I would choose the SAO in a heartbeat over the standard TDA gun. I very strongly prefer guns with consistent triggers, and shoot them much better than _crunchentickers_. Have you had a chance to compare them side by side on the range?

Then again, probably only well-trained and well-practiced shooters have any business carrying a cocked and locked pistol. If your honest assessment of your own skills leads you to the TDA gun, go for it.

Either design will serve well for defense. Remember that gun selection is of very minor importance compared to mindset, marksmanship ability, gunhandling skill, and good tactics. Pick the gun you like better then move on to the more important stuff.


----------



## Liko81 (Nov 21, 2007)

Clarification: Is the model you're considering *S*AO or *D*AO? It's possible it was a typo; the letters are next to each other on the keyboard after all.

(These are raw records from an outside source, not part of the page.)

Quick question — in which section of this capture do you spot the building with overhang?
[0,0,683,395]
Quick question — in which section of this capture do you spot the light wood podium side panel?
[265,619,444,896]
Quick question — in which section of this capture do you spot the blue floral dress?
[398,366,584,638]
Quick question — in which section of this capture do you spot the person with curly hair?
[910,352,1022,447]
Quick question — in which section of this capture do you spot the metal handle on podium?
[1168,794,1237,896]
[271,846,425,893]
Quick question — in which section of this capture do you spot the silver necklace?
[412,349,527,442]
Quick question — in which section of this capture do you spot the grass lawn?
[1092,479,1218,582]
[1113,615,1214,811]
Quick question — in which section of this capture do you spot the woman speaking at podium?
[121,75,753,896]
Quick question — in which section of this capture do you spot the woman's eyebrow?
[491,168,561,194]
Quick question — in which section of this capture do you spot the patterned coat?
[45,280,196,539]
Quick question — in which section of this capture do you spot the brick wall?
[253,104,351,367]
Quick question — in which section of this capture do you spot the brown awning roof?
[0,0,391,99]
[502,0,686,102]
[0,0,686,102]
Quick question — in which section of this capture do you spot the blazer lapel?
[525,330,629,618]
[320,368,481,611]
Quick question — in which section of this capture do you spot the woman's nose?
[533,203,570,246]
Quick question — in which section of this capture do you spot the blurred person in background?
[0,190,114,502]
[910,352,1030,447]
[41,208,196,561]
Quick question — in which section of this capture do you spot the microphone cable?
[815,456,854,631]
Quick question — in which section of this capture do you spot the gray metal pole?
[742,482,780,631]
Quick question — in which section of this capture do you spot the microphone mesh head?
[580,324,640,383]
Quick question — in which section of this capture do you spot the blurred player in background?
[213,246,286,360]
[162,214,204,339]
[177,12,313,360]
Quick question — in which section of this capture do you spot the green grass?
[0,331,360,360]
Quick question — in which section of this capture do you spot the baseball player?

In terms of SAO, I think I agree with submoa; if I want a 1911 I'll buy a 1911. Sig even makes a 1911-variant. Given the preferred carry mode the safety has got to be fast to disable, and Sig's isn't.

I would not buy a DAO unless there were no other choice. You want the single-action pull weight; if you walk into the range with a DAO, you'll walk out with a very sore trigger finger. Now I don't mean safe-action; a safe-action pull is comparable to a single action in weight, but longer. A DAO is 12-15 pounds every pull, and that wears on you, as well as hindering rapid fire and double-taps.

So, if you want a Sig, go with TDA.


----------



## Mike Barham (Mar 30, 2006)

Is the P220 available with the DAK trigger? If so, I'd get that in preference to the TDA gun. The DAK trigger is pretty light. No more sore fingers. ;-)


----------



## Lucky13 (Sep 1, 2007)

The P220 Carry is available with the DAK trigger (7 lbs.). I have the DAK trigger on my P239 SAS, no complaints, no sore finger.


----------



## Ram Rod (Jan 16, 2008)

I love my P220-45-TSS-SAO! It's the full size, but carries well. I've had 1911's in the past. I'd rather have the SIG. I've had no issues adapting to the higher/tighter thumb safety. I'd think the carry model would be just as awesome and loved.


----------